UPDATED: Mortar attack targets Baghdad’s Green Zone, sirens heard at US Embassy

Three mortar shells landed inside Baghdad’s heavily fortified Green Zone Thursday overnight, just after midnight local time, the Iraqi military confirmed in a statement on Friday.

ERBIL (Kurdistan 24) – Three mortar shells landed inside Baghdad’s heavily fortified Green Zone Thursday overnight, just after midnight local time, the Iraqi military confirmed in a statement on Friday.

The mortars landed on an “abandoned lot,” resulting in “no casualties or physical damage,” the statement said.

A security source inside the Green Zone said the mortars landed near the Egyptian and US embassies.

So far, no group has claimed responsibility for the attack, which follows days of violent protests in Iraq’s oil-rich city of Basra over the lack of public services and widespread corruption in government institutions.

Sirens were heard at the US Embassy following the mortar attack, local Iraqi media outlets reported.

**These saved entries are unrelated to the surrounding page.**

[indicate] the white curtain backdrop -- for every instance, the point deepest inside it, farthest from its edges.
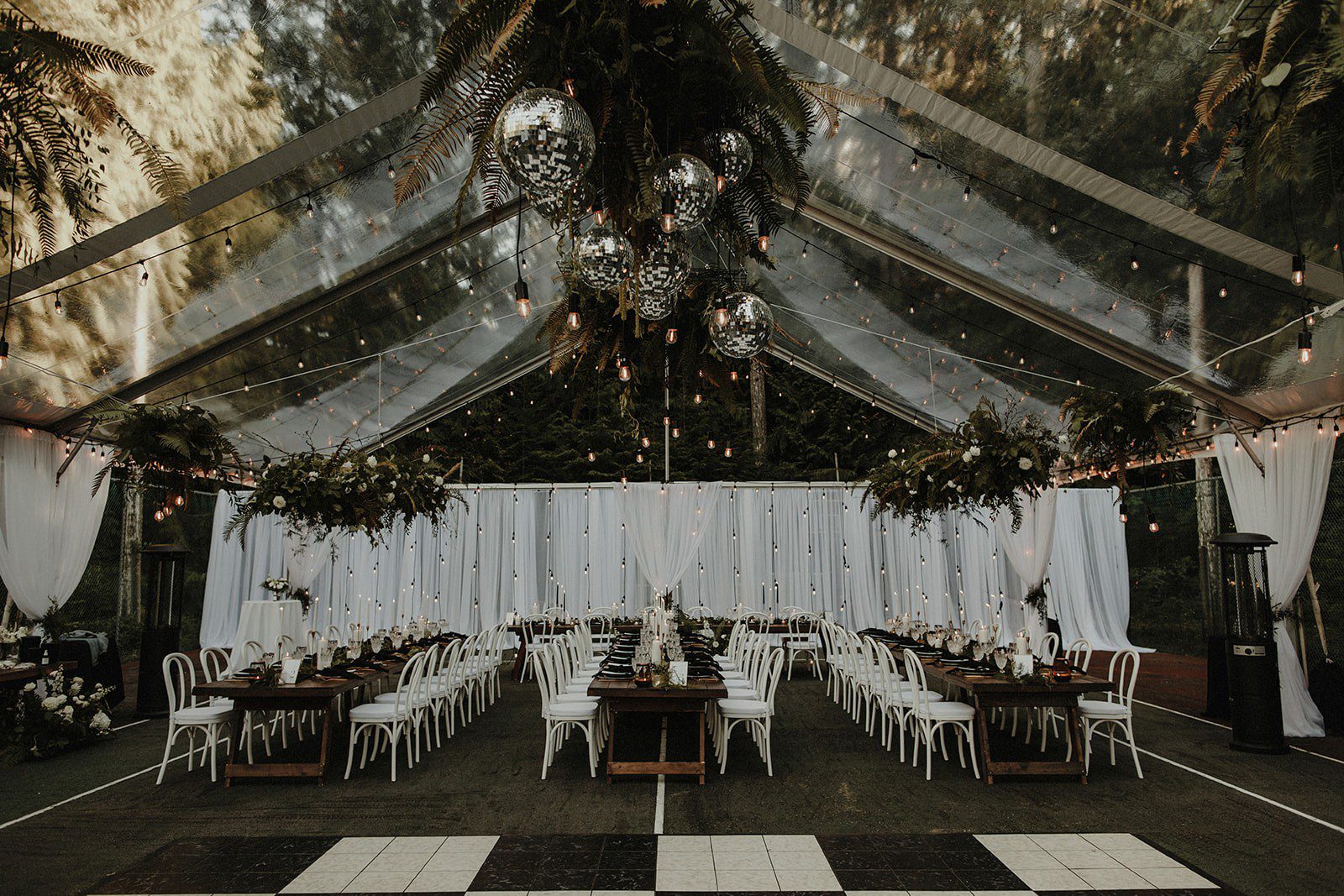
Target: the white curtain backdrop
(665, 524)
(764, 546)
(1089, 570)
(1285, 504)
(1028, 550)
(47, 528)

For the fourth day in a row, hundreds of protesters, angry about the federal government neglecting Basra’s infrastructure and the deaths of demonstrators, poured into the streets on Thursday, setting fire to many political party offices and government buildings.

The mortar attack on the Green Zone is the first in several years, as the area where Parliament, government buildings and many foreign embassies are located, is heavily guarded.

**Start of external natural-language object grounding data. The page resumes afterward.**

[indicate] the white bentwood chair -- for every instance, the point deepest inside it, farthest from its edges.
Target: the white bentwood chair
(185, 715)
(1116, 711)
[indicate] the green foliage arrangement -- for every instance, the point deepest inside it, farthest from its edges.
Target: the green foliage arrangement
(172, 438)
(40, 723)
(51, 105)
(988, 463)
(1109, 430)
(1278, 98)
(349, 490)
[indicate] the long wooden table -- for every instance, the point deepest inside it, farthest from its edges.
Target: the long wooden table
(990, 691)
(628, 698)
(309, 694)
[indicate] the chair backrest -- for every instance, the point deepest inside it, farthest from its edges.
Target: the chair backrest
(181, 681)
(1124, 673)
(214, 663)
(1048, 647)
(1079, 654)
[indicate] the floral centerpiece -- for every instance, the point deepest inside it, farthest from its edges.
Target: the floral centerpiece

In May 2016, three mortar shells landed near the Green Zone. During anti-corruption protests led by influential Iraqi Shia, cleric Muqtada al-Sadr, demonstrators breached the Green Zone twice, storming parliament and the cabinet’s offices.

Having won Iraq’s May 12 national election, Sadr is now trying to form the new government in alliance with incumbent Prime Minister, Haider al-Abadi.

The Green Zone has often become a target for protesters and rebel groups since 2003, with mortar shells striking the area as the strongest means to express discontent toward the government and its institutions.